Manage Blaze Engines

Manage Blaze Engines

The Blaze engine remains running after a mapping run. To save resources, you can set a property to stop Blaze engine infrastructure after a specified time period.
Save resources by shutting down Blaze engine infrastructure after a specified time period.
Set the infagrid.blaze.service.idle.timeout property or the infagrid.orchestrator.svc.sunset.time property. You can use the infacmd isp createConnection command, or set the property in the Blaze Advanced properties in the Hadoop connection in the Administrator tool or the Developer tool.
Configure the following Blaze advanced properties in the Hadoop connection:
infagrid.blaze.service.idle.timeout
Optional: The number of minutes that the Blaze engine remains idle before releasing the resources that the Blaze engine uses.
The value must be an integer. Default is 60.
infagrid.orchestrator.svc.sunset.time
Optional: Maximum lifetime for an Orchestrator service, in hours.
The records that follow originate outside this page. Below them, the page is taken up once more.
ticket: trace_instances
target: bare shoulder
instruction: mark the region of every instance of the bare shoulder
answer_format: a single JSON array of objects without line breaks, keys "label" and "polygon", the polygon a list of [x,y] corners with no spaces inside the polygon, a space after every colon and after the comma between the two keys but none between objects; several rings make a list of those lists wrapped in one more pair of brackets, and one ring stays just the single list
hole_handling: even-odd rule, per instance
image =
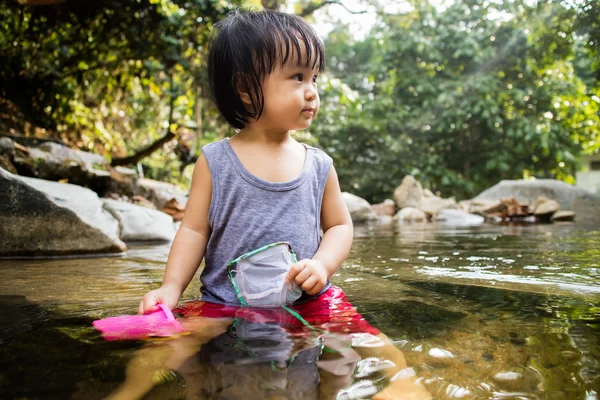
[{"label": "bare shoulder", "polygon": [[201,155],[196,161],[190,195],[185,207],[182,224],[193,230],[207,233],[208,212],[212,197],[212,178],[206,157]]},{"label": "bare shoulder", "polygon": [[328,227],[335,225],[352,226],[352,219],[350,218],[348,207],[342,196],[337,172],[333,166],[329,171],[323,193],[321,225],[323,226],[324,231],[326,231]]},{"label": "bare shoulder", "polygon": [[202,184],[204,180],[208,180],[209,183],[211,182],[210,168],[208,167],[208,161],[206,160],[204,154],[200,154],[200,157],[198,157],[194,167],[192,189],[194,188],[195,184]]}]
You can disable sunset by setting the property to 0 or a negative value. If you disable sunset, the Orchestrator never shuts down during a mapping run.
The value must be an integer. Default is 24 hours.
Set the value to less than the Kerberos user ticket maximum renewal time. This Kerberos policy property is usually named like "Maximum lifetime for user ticket renewal."